Jacques Tourneur is one of my favorite directors and there's a great deal of interesting information about him in this book. It sometimes reads like a cinema studies thesis, though, and often makes unsupportable leaps of faith to justify making Tourneur's body of work more cohesive than it is.

For example, Fujiwara asserts that when Gregory Peck's character in Tourneur's Days of Glory says that he has found "happiness in destruction", this is "a distorted echo of Oliver's remark [in Cat People] that he has 'never been unhappy'". I don't see any significant connection between these two lines.

In the next chapter, Fujiwara states that Tourneur's Experiment Perilous "revises the triangle of Cat People: a fascinating woman; a European man who tries to represent her as neurotic; and a plain uncomplicated American". Countless other movies have this triangle or a similar one.

Even if these and the other supposed connections in Fujiwara's book were not insubstantial or coincidental, they come from screenplays, which Tourneur never wrote. Fujiwara himself acknowledges this in the chapter on Berlin Express, when he notes the "The Lady Vanishes … was a recurrent source of inspiration for Tourneur or, at any rate, for the screenwriters of his films". A book like this should make clear the significant differences between the inspiration of the screenwriter and the inspiration of the director.

Tourneur's art was cinema, not writing.
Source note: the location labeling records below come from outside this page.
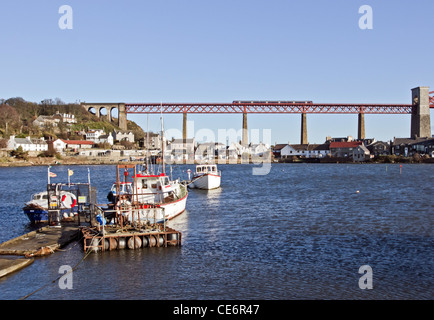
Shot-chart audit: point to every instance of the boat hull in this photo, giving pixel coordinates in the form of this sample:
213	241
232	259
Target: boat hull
36	215
207	182
175	208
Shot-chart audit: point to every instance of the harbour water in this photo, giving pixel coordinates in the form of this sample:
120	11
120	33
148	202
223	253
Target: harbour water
300	232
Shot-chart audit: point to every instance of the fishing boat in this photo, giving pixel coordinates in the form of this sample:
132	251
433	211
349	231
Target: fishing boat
150	190
37	208
147	191
206	177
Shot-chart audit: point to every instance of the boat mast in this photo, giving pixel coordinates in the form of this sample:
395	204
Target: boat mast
147	146
162	136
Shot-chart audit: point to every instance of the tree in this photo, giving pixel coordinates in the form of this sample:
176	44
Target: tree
9	117
19	153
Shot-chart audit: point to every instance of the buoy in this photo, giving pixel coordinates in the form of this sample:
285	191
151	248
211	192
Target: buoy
94	245
122	243
110	244
134	242
160	240
69	201
152	241
145	242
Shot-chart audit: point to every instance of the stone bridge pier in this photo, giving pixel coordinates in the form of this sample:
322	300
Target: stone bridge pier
109	107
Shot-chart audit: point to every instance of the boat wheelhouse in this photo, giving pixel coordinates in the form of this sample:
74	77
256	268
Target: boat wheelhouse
206	177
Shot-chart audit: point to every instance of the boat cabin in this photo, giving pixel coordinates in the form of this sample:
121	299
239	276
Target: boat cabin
125	188
40	196
206	168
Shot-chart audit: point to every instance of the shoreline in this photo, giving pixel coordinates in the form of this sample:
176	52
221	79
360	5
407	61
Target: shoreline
48	161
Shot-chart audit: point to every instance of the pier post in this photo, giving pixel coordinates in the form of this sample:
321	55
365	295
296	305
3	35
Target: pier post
420	117
361	127
303	139
122	116
245	139
184	126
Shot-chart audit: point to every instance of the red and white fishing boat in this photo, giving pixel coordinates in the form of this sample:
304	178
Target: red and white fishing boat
206	177
149	190
156	190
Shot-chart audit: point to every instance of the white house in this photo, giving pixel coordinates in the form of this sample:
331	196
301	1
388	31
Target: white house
259	149
66	118
94	134
181	146
58	145
123	135
305	150
43	121
27	144
105	138
236	150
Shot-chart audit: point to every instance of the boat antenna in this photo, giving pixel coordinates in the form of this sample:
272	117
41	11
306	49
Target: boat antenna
147	145
162	136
It seems that he only ever turned down a script twice, once with Devil's Doorway and another time with A Woman's Secret. (Instead of A Woman's Secreet Tourneur made Easy Living and Fujiwara is reasonable enough to grant that "The history of American film would not have been much different if Nicholas Ray had directed Easy Living and Tourneur A Woman's Secret.)
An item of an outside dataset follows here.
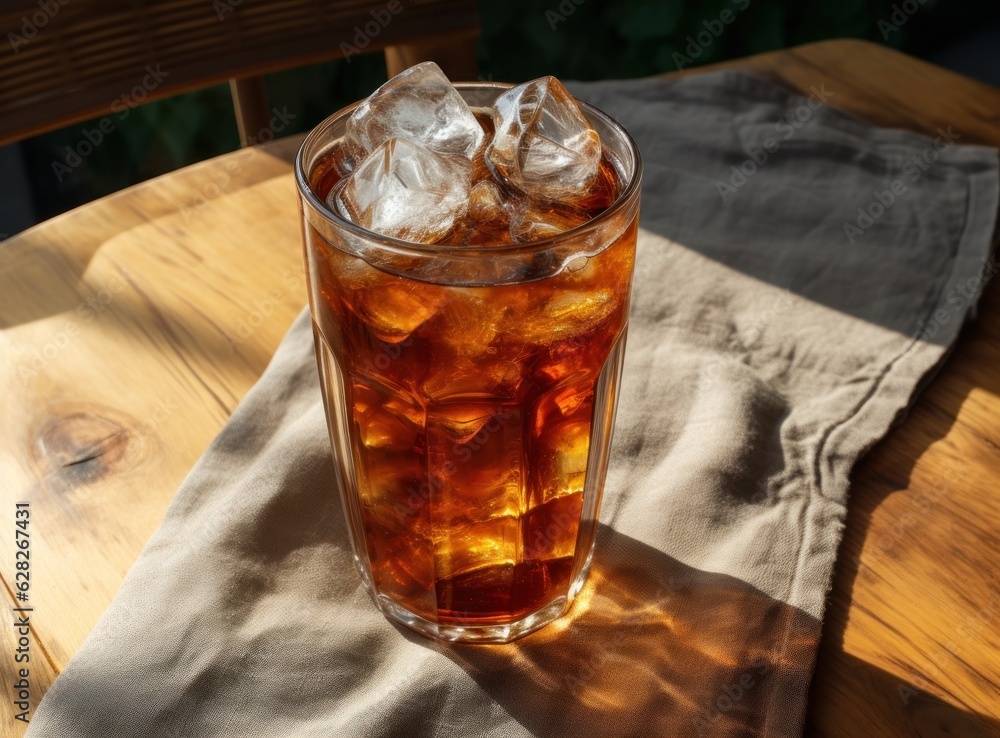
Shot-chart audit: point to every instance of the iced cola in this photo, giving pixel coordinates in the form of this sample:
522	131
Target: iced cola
470	254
Tourneur responded more energetically to certain kinds of material, wanting so badly to make Stars in My Crown, for instance, that he offered to do it for free. Fujiwara is very good on Tourneur's actual art, the visual compositions and rhythms created by cutting from one shot to another. If his enthusiasm runs away with itself at times, at least it suggests the possibilities available to a director like Tourneur, even if they seem highly improbably at times.

While a bit academic for my taste, this book is well worth reading for anybody who loves Tourneur's work.